EMDR Themes and Eating Disorders

Eye Movement Desensitization and Reprocessing Therapy (commonly known by its acronym, EMDR) is well-known for its use in the treatment of trauma and PTSD, but it can be used to treat a variety of other conditions as well. Part of what makes EMDR adaptive outside of trauma is the way it categorizes the problems that clients come in with. 

If you’re reading this, you’ve probably come into therapy saying something like, “I want to improve my relationship with food” or “I want to feel more confident in myself.” These are very valid issues to get professional help with, but EMDR takes these problems one step further. Instead of viewing these are the presenting problem, EMDR looks at these issues as symptoms of a greater problem, one that falls into at least one of three categories: 

  2. Responsibility/defectiveness
  3.  (“I am unlovable,” “I am not good enough,” “I am worthless” etc.)
  6. Safety/vulnerability
  7.  (“I am not safe,” “I cannot trust anyone” etc.) and 
  10. Power/choices
  11.  (“I am not in control,” “I am powerless,” “I can’t handle it” etc.).

This ideology cuts to the core of eating disorders. If we use the iceberg analogy, the eating disorder behaviors are above the waterline, the part of the iceberg that others can see. What’s underneath the waterline goes more toward the function of the eating disorder, factors that maintain it, and how it developed in the first place. These EMDR themes – responsibility/defectiveness, safety/vulnerability, and power/choices – are below the waterline of the iceberg and play a significant role in the development of and recovery from an eating disorder. Understanding how a client came to view themselves as unlovable is critical to being able to answer the question of how the future can be different. Reworking a client’s idea of empowerment, something antithetical to believing they are powerless, is necessary to view recovery-oriented choices as a way to gain control, rather than relinquishing it. 

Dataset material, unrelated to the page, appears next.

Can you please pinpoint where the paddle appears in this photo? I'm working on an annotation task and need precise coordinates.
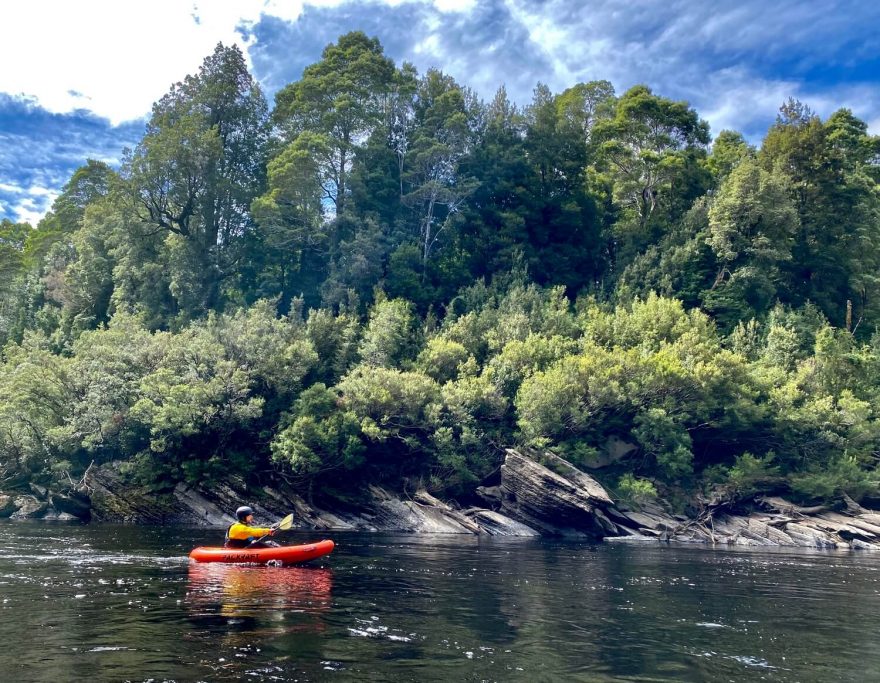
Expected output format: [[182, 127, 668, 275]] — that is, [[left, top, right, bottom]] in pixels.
[[248, 512, 293, 547]]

By thinking about the eating disorder through the lens of these categories, ask yourself what the purpose of your eating disorder is and work with your therapist to understand how this belief came into fruition. You can use EMDR (if your therapist is trained in it) or you can explore your attachment style and relationship patterns, use narrative therapy to understand the themes in your life, or even create a timeline of events over the course of your life that feed into one of these themes. Understanding your eating disorder is the key to recovering from it, so be curious toward it, lean into the discomfort, and know that recovery will help you shift your views of yourself and the world so that you can be more present with your loved ones and your emotional experiences.